Pubblicato il 29 marzo 2001 da Alessandro Izzi
VOTO:


Final destination

Sono passati trenta anni da quando Bergman ha fatto incontrare, tra le pareti rocciose di un paesaggio a picco sul mare, un cavaliere di ritorno dalle crociate e la Morte. Allora il livido bianco e nero della meravigliosa fotografia di Sven Nykvist aveva reso ancora più lacerante il contrasto tra l’anima afflitta dal dubbio e l’unica certezza di un nulla eterno di foscoliana memoria incapace, però, nella crisi di ogni valore, di dare un senso e un sapore all’esistenza.
Bianco e nero... come le caselle di una scacchiera su cui si giocano le sorti della vita dell’individuo e in cui il vincitore non può essere che uno solo, alla fine, senza alcuno scampo e con la sola soddisfazione di essere riusciti, per un po’, a procrastinare un evento ineludibile.
E la dimensione della scacchiera, profondo motore della poesia del capolavoro di Bergman, è quella che dà l’avvio alla tremenda partita con la Morte messa in scena in questo Final destination di James Wong.
Solo che questa volta essa non è una figura nerovestita, ma un’entità amorfa, evanescente, la cui presenza può essere avvertita solo per impalpabili sensazioni, come lo scorrere furtivo di un’ombra che la coda dell’occhio riesce appena a registrare o come un soffio gelido che alza le foglie e corre dritto dietro la schiena dei malcapitati di turno.
E qui sta uno dei principali meriti del film di Wong: nell’aver ripreso l’archetipo del film horror e, più ancora, degli slaher movies (senza frattaglie però), riducendolo alla sua essenza più profonda, scarnificandolo e epurandolo fino a ridurlo ad un’astrazione.

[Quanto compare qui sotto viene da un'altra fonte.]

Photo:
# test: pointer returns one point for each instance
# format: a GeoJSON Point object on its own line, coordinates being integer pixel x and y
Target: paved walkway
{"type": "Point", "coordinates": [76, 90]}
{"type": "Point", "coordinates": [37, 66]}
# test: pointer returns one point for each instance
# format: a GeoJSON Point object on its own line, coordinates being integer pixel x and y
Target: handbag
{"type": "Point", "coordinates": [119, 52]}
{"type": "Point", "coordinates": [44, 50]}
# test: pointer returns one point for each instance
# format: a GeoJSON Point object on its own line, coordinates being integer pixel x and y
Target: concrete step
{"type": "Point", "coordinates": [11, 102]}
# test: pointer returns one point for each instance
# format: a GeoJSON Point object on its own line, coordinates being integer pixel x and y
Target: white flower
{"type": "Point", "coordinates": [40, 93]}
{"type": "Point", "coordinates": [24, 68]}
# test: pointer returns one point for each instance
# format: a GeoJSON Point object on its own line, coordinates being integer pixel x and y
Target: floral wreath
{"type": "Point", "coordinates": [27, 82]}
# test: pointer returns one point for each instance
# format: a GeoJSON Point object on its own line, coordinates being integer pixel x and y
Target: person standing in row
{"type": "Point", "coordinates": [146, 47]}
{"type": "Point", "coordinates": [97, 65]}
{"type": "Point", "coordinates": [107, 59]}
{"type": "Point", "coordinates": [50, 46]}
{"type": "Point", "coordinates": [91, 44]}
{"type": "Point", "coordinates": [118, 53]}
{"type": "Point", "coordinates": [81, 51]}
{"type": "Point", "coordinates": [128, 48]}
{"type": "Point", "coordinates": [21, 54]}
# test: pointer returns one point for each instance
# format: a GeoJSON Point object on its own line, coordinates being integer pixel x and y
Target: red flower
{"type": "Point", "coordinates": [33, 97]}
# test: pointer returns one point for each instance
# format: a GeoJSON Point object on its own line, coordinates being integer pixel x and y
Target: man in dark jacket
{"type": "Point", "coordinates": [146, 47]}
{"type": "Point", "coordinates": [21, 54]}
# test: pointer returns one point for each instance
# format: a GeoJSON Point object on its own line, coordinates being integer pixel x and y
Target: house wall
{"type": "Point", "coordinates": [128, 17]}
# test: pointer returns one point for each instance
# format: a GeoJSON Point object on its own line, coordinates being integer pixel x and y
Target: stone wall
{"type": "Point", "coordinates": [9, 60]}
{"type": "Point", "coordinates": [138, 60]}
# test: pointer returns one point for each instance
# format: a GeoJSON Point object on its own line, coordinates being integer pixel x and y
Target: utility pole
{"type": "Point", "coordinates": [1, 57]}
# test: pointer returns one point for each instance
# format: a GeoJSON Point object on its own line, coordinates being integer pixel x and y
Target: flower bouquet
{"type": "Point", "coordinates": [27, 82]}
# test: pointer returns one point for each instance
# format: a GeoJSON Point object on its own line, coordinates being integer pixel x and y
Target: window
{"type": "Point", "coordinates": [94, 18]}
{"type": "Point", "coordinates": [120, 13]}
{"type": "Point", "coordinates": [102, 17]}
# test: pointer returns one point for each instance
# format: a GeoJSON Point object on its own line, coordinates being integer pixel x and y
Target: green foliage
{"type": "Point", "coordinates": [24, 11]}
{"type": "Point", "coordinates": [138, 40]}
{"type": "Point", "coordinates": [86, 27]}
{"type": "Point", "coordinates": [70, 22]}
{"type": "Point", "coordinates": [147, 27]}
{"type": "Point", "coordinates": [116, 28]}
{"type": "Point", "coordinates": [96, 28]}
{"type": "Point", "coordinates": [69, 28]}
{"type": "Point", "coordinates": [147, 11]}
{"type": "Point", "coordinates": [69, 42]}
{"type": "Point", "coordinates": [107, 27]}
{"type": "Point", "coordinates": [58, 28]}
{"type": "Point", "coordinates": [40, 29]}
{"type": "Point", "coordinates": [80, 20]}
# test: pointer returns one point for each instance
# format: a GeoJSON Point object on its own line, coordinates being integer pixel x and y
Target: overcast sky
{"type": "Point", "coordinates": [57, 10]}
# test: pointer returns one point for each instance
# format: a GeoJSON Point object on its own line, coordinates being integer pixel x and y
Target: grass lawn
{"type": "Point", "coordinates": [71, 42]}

Non c’è più bisogno, allora, di motivazioni psicologiche che giustifichino gli efferati delitti. Non c’è bisogno di un Freddy Kruger, figura emergente del rimosso collettivo di una città, che ritornando nel sogno delle persone semina panico e morte. Né c’è bisogno di un Jason o di un Mike Mayers incarnazioni del male che, per funzionare come meccanismo narrativo, hanno bisogno di nascondere il loro volto dietro delle maschere che li privino di umanità (anche se folle) per renderli dei simboli. No, perché qui il simbolo emerge chiaro. Qui non ci è dato conoscere motivazioni, perché nel gioco dell’astrazione la motivazione è superflua o, se vogliamo, l’azione/evento soggiace ad una funzione puramente estetica. Quello che possiamo capire è solo la logica, astratta e gelidamente razionale dell’immane partita a scacchi della vita contro la morte.
E autentiche partite a scacchi sono le preparazioni dei singoli delitti/incidenti. Veri e propri giochi di strategia in cui la morte mette in posizione ogni singola pedina prima di muovere il pezzo forte in vista dello scacco. Ed è in questi delitti, in cui le cose paiono come animate di vita propria, che sta il motivo di maggior fascino della pellicola. Anche perché Wong, proveniente direttamente dalla serie X-files è un maestro nel dare ad ogni singolo evento, ad ogni singolo oggetto, quell’aura di presagio che determina tutta la tensione del film.
Tensione, presagio, vera e propria suspence Hitchicockiana (non a caso il soprannome di uno degli amici del protagonista è proprio Hitchcock) sono, allora, gli ingredienti del film. La consapevolezza di un evento catastrofico contro cui si può poco a meno che non si capisca la logica del meccanismo che lo ha messo in moto, andando a rompere il giusto anello della catena al momento giusto.
Merito di una regia attenta, allora, e di un gruppo di attori non male su cui spicca un Devon Sawa che si fa perdonare il passato Giovani diavoli con una prova convincente, se il film passa via in fretta e con qualche sussulto di autentica paura.
Certo Bergman era un’altra cosa, ma Final Destination è comunque più che dignitoso e si scava una nicchia non disprezzabile nel panorama del nuovo horror offerto dalla New Line Cinema.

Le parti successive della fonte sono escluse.